Hoje,
ninguém sabe de cor os sambas das escolas,
que antigamente eram
cantados por todos
Fernando
Pamplona revolucionou o Carnaval carioca, mas, antes dele, eu já
assistia ao desfile das escolas de samba. É que me casara com uma
moça da Tijuca, Thereza Aragão, que amava o Carnaval e a música
popular. Ela seria, anos mais tarde, responsável, com suas
segundas-feiras de samba, no Teatro Opinião, em Copacabana, por
levar o samba de subúrbio para a zona sul do Rio.
Naqueles
anos, o desfile era na avenida Presidente Vargas, no trecho próximo
à Candelária, e não havia nem passarela nem arquibancada. A gente
assistia ao desfile inteiro, em pé, nas calçadas. Depois, o desfile
foi transferido para a avenida Rio Branco, o que melhorou para nós
que passamos a assisti-lo das janelas da Redação do "Jornal do
Brasil", onde eu trabalhava.
Foi
quando Pamplona surgiu, emprestando ao Salgueiro uma concepção nova
do desfile carnavalesco, não só plasticamente, mas também
tematicamente. Aí ele nos ganhou. Thereza, eu, Vianinha e a turma
inteira do grupo Opinião nos tornamos frequentadoras do desfile e
dos ensaios do Salgueiro.
As
alegorias e fantasias das escolas de samba, até então, tinham gosto
acadêmico, mesmo porque seus autores eram gente da Escola Nacional
de Belas Artes e o pessoal mais conservador, para quem vestir-se de
princesa é que era beleza.
Deve-se
reconhecer, também, que fantasiar-se de nobre correspondia à
aspiração dos sambistas, que viam a nobreza como um sonho
inalcançável, a não ser no Carnaval. Fantasiar-se de conde era
tornar-se conde por algumas horas.
Pamplona
rompeu com isso, não só acabou com as fantasias de príncipes e
princesas, como pôs como enredo a história do negro, descendente de
escravos. Foi o caso do enredo "Quilombo dos Palmares", que
assinalou mais uma vitória do carnavalesco inovador.
Se
do ponto de vista do enredo, como se viu, Pamplona rompeu com a
tradição, creio que foi no plano visual que seu ímpeto inovador
foi mais determinante.
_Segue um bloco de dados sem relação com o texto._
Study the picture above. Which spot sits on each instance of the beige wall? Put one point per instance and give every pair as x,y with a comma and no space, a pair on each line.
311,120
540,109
Lembro-me do entusiasmo de que fomos tomados
ao ver as alas do Salgueiro vestidas com fantasias de grande beleza e
despojamento.
Foi
a visão moderna das artes plásticas --particularmente a tendência
abstrata geométrica-- que inspirou Pamplona e sua equipe. Mais que
os adereços e enfeites, o que encantava era a beleza do vermelho e
do branco, explorados em sua simpleza e plenitude. E mais o contraste
com a pele negra dos passistas e das passistas, revoando no asfalto.
Ver aquelas alas desfilando foi uma experiência inesquecível.
E,
como tinha que ser, a nova concepção do desfile carnavalesco
conquistou outras escolas. Nem todas com a mesma facilidade,
especialmente aquelas mais antigas e de mais arraigadas tradições.
A Mangueira, por exemplo, resistiu à inovação, até onde pôde e,
de qualquer modo, jamais se deixou subverter pela revolução
salgueirense.
Mas
essa revolução não se limitou ao âmbito das escolas e dos
desfiles. Fascinou uma nova geração de artistas e intelectuais da
zona sul do Rio, que passaram a frequentar não só os desfiles, como
também os ensaios das escolas e até desfilar nelas. Era branco no
samba? Era, mas com paixão.
Alguns
anos depois, construiu-se a Passarela do Samba, mal apelidada de
Sambódromo. As antigas arquibancadas de madeira e tubos de metal
eram montadas para o desfile e desmontadas depois. A nova passarela,
em concreto armado, é permanente, custou caro e fica grande parte do
tempo sem utilidade.
O
desfile, por sua vez, sofreu mudanças. Porque as escolas cresceram,
foi necessário estabelecer um limite de tempo para cada uma
desfilar, o que levou à aceleração do ritmo dos sambas-enredo, que
viraram marchas.
Hoje,
ninguém sabe de cor os sambas das escolas, que antigamente eram
cantados por todos. O som dos alto-falantes estendidos por toda
avenida torna inaudível o canto das alas, o que reduz a emoção e a
participação do espectador. As escolas passaram a alugar fantasias
para estrangeiros desfilarem, gente que não sabe cantar nem dançar
o samba da escola.
Depois
de tudo isso, Fernando Pamplona, que trazia o Carnaval no sangue,
nunca mais foi assistir aos desfiles. Nem eu.